As more lab members arrive, the lights come on again. This time, with help from the windows, the whole room is brightened. Refrigerators and freezers line one wall, holding hundreds of samples within. There are benches in the center, impeccably clean; one bench for DNA extraction and one for PCR amplification. Computers sit in one corner, a scientific journal article still on the printer from the day before. The opposite corner holds a stack of artificial reef modules, built by the lab members, and awaiting their chance to collect ocean life. A hidden nook at the back of the room holds desks and bookshelves.
An undergraduate begins to dissect lionfish egg cases at one bench, slime oozing between her gloved fingers. There is something about these egg cases that deters fish from eating them, but only when the tissues are run through analytical chemistry machines can they tell their secrets. I inspect her work, thankful that the slime is kept away from my handles. Across the room, another undergraduate meticulously dissects tiny clams for DNA extraction. She spends hours there, carefully pipetting, seeking the reason for the beautiful colors of each clam shell.
I see a computer screen flicker to life, displaying colorful graphs of DNA sequences. A graduate student settles in for a morning of analysis.

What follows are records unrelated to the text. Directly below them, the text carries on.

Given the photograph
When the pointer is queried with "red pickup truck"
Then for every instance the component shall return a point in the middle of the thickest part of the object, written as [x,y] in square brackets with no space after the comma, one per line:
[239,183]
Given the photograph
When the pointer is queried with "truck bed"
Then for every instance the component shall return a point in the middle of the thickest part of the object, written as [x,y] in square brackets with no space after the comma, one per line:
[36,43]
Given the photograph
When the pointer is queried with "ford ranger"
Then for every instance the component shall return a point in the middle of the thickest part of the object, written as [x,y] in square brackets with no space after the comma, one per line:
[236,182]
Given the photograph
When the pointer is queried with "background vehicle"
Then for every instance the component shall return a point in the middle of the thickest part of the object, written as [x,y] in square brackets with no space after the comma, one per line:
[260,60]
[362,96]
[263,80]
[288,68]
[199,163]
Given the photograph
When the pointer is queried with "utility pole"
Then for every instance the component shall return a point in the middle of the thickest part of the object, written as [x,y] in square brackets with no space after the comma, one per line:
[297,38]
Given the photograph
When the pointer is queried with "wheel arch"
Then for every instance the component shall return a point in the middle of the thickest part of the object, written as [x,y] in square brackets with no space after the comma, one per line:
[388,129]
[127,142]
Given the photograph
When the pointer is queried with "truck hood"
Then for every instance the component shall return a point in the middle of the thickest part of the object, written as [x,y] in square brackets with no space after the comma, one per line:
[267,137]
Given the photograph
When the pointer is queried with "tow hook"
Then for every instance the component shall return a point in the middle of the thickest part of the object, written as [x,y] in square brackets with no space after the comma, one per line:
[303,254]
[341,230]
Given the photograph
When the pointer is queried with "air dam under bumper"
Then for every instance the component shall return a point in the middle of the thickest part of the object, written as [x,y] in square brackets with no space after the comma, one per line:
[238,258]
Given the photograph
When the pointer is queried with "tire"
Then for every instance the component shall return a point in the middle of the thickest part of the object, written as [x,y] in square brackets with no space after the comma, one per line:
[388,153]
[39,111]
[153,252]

A second graduate student leans forward in her chair to examine charts and dive tables on another computer, studying for her Scientific Diver certification. Throughout the day, other projects are displayed, and the scientists in front of each screen rotate in turn.
As the day goes on, one desk at the back of the room is covered with piles of scientific articles, textbooks, and laboratory protocols. I can barely see the scientist hidden among the stacks working on a thesis proposal, driven by curiosity and coffee. Another graduate student, headphones in, works on lectures and grading rubrics for the undergraduate lab courses she teaches.
Scientists continue to come and go. The windows darken again, but the lights are still on. There is always more research to be done. I watch over the scientists as they work, dedicated to their pursuit of knowledge. Hours later, a single student remains. At last, she puts her supplies away, and leaves. With the flick of a switch, I am again cloaked in silence. Well, not quite. The freezers hum, and throughout the night PCR machines beep proudly when they too have completed their work. I wait for morning, and the scientists to return once more.